When the nominal rate of interest hits zero, and the real rate of interest can fall no further, desired aggregate savings at full employment is positive. Unemployment, initially at zero, now begins to rise. The more patient, who are saving, accumulate both bonds and money, past the point of satiation of money holdings.

After some time, there are four sets of agents. 1) The most patient are still saving, and hold bonds and money, and are past satiation in money (they hold "idle hoards"). 2)The slightly less patient are dissaving, and holding bonds and money. 3)The slightly less patient still are dissaving, and holding only money. 4) The least patient have stopped dissaving, and hold only money (the lower bound).

Unemployment would cause the price level to fall, if we assume flexible prices. A lower price level would help eliminate unemployment, by increasing the real value of all agents' holdings of money.
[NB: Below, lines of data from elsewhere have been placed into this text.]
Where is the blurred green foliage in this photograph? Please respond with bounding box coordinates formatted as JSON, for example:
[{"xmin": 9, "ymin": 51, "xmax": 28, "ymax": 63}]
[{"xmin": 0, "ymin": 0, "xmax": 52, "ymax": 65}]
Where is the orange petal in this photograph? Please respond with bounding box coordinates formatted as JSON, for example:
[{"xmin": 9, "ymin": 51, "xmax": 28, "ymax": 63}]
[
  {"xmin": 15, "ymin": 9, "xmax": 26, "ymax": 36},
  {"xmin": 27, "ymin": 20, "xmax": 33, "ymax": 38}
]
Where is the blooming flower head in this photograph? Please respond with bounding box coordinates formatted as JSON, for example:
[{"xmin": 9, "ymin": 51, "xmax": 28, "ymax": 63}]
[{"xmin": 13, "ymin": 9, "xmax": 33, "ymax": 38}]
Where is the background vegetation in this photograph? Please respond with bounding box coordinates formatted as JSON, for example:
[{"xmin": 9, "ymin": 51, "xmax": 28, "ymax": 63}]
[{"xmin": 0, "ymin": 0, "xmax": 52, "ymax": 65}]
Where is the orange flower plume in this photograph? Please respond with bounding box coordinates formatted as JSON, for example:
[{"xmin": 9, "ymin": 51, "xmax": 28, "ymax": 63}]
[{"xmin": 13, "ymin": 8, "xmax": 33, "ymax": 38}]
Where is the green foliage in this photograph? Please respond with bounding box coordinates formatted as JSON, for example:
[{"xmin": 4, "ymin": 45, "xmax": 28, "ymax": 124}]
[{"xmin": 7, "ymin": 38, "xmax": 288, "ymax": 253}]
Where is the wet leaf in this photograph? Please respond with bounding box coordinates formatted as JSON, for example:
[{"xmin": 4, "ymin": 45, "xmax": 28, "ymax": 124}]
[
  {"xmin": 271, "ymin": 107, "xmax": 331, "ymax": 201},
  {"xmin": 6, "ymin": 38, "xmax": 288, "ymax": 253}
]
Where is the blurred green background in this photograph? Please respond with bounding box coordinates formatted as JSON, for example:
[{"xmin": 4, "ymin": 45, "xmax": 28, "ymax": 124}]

The fourth group of agents would now join the third group, and would start dissaving again. (And the third group might dissave more). This will reduce aggregate savings, and help reduce unemployment. But expected deflation would increase the real interest rate, cause an increase in savings, and increase unemployment. The second effect would dominate (assume it doesn't and you get a contradiction, which would take me too long to prove).

So let's just assume the price level stays fixed once unemployment starts to appear.

Then the central bank decides to do something about unemployment.

An open market operation will not help (I think). But a helicopter increase in the money supply will help. The fourth group of agents will start dissaving again. The third group of agents will dissave more. So aggregate savings falls.

If the helicopter can increase the supply of money by a big enough amount to get to full employment, then the price level can start to rise if extra money is added. So the policy prescription is one big helicopter drop, to get to full employment, then steadily increase the money supply over time to make inflation positive, and allow the real rate to drop below zero.

Well, the model works, sort of. But I am not happy with it. A helicopter drop of bonds could have the same initial effect, since the borrowing-constrained could sell the bonds for some of the money held in idle hoards. The bond market (and that's the only asset market) is perfectly liquid, in that bonds can be swapped for money at zero cost. Put it another way: it's the wealth effect, as much as any liquidity effect, that's doing most of the work (I think).

But, the model does show that monetary policy could work, even at zero nominal interest rates. So I'm going to post it, even though it's not really doing what I want it to do.